Hebrew professor: Focus on person, not language

Vardit Ringvald's methods have helped make Brandeis Modern Hebrew a bestseller

Photo/Mike Lovett

Professor Vardit Ringvald

Vardit Ringvald visualizes the acquisition of language as a spiral, not a line. It’s an idea she’s been wrapping herself, and her colleagues, around since she arrived at Brandeis 27 years ago.

The proficiency approach to teaching a second language, which measures a learner’s ability to function in the language, was not yet the standard when Ringvald, now a professor of Hebrew and director of Brandeis’ Hebrew Language Program, began her career.

In the mid 1980s, Ringvald, an Israeli native who had studied painting and art history back home and taught Hebrew in South America, moved to Massachusetts with her husband, who was pursuing a graduate degree at Boston University. A last-minute teaching opportunity at Brandeis gave her just hours to prepare for her first course. She had thoughts of pursuing her own degree in linguistics, but realized the connection between language and culture was her true interest.

focus on facultyShe found that 80 percent of language learners quit at the intermediate level out of frustration when their skills fail to improve at the previous rate. So Ringvald set out to understand why. While teaching full time at Brandeis and raising two sons, she eventually earned a master’s and doctorate in education from Lesley University. Through her dissertation, she sought to learn what separates the 20 percent of students who move into the advanced category for what are considered difficult second languages – Chinese, Japanese and Hebrew – and how teachers could increase that percentage. Her hope was to “overcome the plunge.”

“You don’t get a person who is tabula rasa – you have to understand the characteristics of the students,” Ringvald says. “Learning a language opens a door to understanding themselves a little better. The language becomes part of who they are.

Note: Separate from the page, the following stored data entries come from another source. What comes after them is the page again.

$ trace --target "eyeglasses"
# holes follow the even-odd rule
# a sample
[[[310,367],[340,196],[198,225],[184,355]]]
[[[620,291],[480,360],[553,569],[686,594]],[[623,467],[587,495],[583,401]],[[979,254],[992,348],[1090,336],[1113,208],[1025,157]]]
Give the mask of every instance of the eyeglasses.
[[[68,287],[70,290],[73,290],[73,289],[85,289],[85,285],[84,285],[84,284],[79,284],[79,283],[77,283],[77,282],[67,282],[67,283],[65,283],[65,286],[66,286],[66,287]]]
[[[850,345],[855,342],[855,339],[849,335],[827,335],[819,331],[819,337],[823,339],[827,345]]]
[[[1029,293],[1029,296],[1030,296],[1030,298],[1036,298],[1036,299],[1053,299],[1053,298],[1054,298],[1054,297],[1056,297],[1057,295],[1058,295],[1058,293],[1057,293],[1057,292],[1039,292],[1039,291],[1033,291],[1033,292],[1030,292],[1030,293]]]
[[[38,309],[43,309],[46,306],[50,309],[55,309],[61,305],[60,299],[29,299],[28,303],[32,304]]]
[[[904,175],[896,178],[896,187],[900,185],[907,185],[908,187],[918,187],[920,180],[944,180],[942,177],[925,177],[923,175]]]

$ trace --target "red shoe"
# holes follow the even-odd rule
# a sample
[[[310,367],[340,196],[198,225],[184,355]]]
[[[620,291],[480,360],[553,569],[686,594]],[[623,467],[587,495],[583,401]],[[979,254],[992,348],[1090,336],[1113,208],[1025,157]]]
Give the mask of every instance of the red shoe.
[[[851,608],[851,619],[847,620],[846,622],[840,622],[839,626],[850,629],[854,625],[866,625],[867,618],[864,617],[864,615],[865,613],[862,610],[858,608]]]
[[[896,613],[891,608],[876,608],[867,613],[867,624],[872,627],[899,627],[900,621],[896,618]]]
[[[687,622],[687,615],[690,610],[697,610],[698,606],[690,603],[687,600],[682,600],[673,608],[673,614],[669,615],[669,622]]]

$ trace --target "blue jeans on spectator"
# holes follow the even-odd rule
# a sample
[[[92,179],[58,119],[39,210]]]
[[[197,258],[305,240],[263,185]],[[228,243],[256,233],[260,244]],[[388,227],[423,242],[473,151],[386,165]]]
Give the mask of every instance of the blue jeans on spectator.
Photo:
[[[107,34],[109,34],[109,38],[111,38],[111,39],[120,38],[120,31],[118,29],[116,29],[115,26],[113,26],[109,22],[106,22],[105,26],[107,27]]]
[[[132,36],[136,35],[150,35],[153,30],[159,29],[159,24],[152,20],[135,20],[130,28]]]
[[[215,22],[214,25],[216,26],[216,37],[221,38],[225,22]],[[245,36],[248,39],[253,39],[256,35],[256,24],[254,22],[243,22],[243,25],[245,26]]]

Language is not about grammar, it’s about the person.”

Nearly three decades later, the Brandeis Hebrew Language Program and the text she published with colleagues, “Brandeis Modern Hebrew,” have become a new standard. The text is a bestseller – soon moving into a fourth printing and in the top 10 of all University Press New England books. It is used at dozens of college Hebrew programs, as well as in high schools across the United States, and a second edition is in the works.

Its success, she says, is owed to the flexibility of the material. The textbook offers exercises that can be adapted to any student or classroom. That’s why she's flummoxed when she receives calls from teachers asking advice on how to “teach the book."

“We are not coming on behalf of the language, we are coming on behalf of the learner,” says Ringvald.

Likewise, that’s how she runs the Hebrew program on campus, and the Brandeis-Middlebury School of Hebrew in Vermont, which she established in 2007. A new joint Brandeis-Middlebury study abroad program based on her curriculum also began this year at Ben-Gurion University of the Negev.

“We are a very dynamic program because we are learner-centric,” Ringvald says.

At Brandeis, students even have the opportunity to take acting classes, which result in on-stage productions and host radio shows – all in Hebrew.

It was Ringvald who helped developed the oral proficiency interviewer training for the American Council on the Teaching of Foreign Languages, and she’s served as the chair of the SAT II for Hebrew. She also serves as the advisor and director of the master’s program in Hebrew teaching, and offers her expertise to numerous associations and institutions

“Nothing galls her more than to witness Hebrew and Hebrew language programs being taught poorly,” says colleague Sylvia Fuks Fried, director of the Tauber Institute and associate editor of Brandeis University Press. “Not only is it a waste of time and such a shame for students, but it also turns them off to the Hebrew. She never says no as long as there is someone else who wants to learn Hebrew or wants to learn to teach Hebrew.”

Today, she’s seeing some of the long-term fruits of her labor. Students come all the way from Saudi Arabia to learn Hebrew from her and her colleagues, and past students are going on to become Hebrew language teachers and program directors, or “competitors,” which she calls the highest compliment she could receive.

Ringvald says she’s happy to see her work not only elevate Brandeis’ reputation as the premier university to learn Hebrew, but that it also legitimizes her work as a Hebrew educator, which was not considered a prestigious field when she first began.

“We understand we have a mission, and the mission is not completed yet,” she says, pledging that she and her colleagues, all of whom have worked at Brandeis together for years, will continue to innovate. “Brandeis is not a place where you go to work,” she says. “It’s a way of life.”